On Dave Chappelle calling bisexuality ‘gross’ on his new Netflix special
“It’s his truth. And I think there is a hidden truth in there. I think there is a lot of prejudice against bisexuals, even within the LGBTQIA community, because bisexuality, sometimes it’s an identity that we claim when we’re not quite ready to be who we are. That is sometimes people’s prejudice to it, because it’s assumed that it’s a lie. Also it’s assumed that it’s convenient, that we can choose. And then it sort of justifies this idea that being gay is a choice, which is something that’s been used against us for so long. So there’s a lot of biases that are hard to put words to because it lends itself to your own homophobia that exists within the queerness that I am. I really try to exempt myself from homophobia but I realize that it exists within me. I welcome the criticism, because I’ve already been through it. It’s the one part of the gay community where they’re kind of like, eh, they could do without us. I don’t think there’s ever going to be a time when I walk away from being bisexual, that I identify solely as a lesbian or solely as heterosexual. But I also don’t think there are two genders, so there are inherently problems with thinking we are binary. There’s no such thing. Everybody is degrees of gender. So there’s a lot of problems with the B.”
On working with John Travolta and Nicolas Cage in ‘Face/Off’
“John Travolta and I would eat lunch in his trailer and one time he ate an entire boysenberry pie, a nine-inch boysenberry pie, with a fork, didn’t even cut it in slices. This is following a Beef Wellington. So I would be doing that same kind of eating. Being in his presence is like being in the presence of a king, so you sort of want to do what he does. I ate so much they had to put an elasticized panel in the back of the suit that I wore. And half of the movie, Nicolas Cage was in character, so he really hated us because we were all in the FBI. If you’re in a movie with Nicolas Cage and you’re not on his side then he’s really shitty to you because he’s in character. So half of it he was really shitty to me. He was kind of mean anyway, but I think it was because of the character. He really yelled at me in one scene. He was just lashing out as his character, which I think is OK. I don’t mind.”

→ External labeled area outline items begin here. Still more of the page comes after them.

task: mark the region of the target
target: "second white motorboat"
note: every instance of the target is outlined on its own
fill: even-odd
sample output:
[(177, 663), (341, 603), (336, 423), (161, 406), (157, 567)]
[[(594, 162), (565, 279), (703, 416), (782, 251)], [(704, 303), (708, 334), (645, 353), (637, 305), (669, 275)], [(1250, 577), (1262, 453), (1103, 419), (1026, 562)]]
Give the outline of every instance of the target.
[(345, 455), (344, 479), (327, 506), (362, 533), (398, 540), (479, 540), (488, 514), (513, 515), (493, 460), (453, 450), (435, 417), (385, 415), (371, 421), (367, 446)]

On the backlash to her 2015 North Korean Golden Globes bit
“It was kind of the early days for cancel culture, so I probably would have been canceled if they put words to it. But we hadn’t codified cancelation yet so I got in right before cancelation was a thing. But I didn’t understand, because I am Korean. They were like, ‘How could you portray a Korean?’ I don’t know. And it was mostly white people [who were offended], which was pretty sad. So I think cancel culture doesn’t help us or political correctness doesn’t help us when it serves to try to intimidate you into invisibility. If an Asian person is doing an Asian character, the accent is acceptable. If it’s who you are, it’s kind of OK. It’s very weird when people get agitated about it. But I had fun.”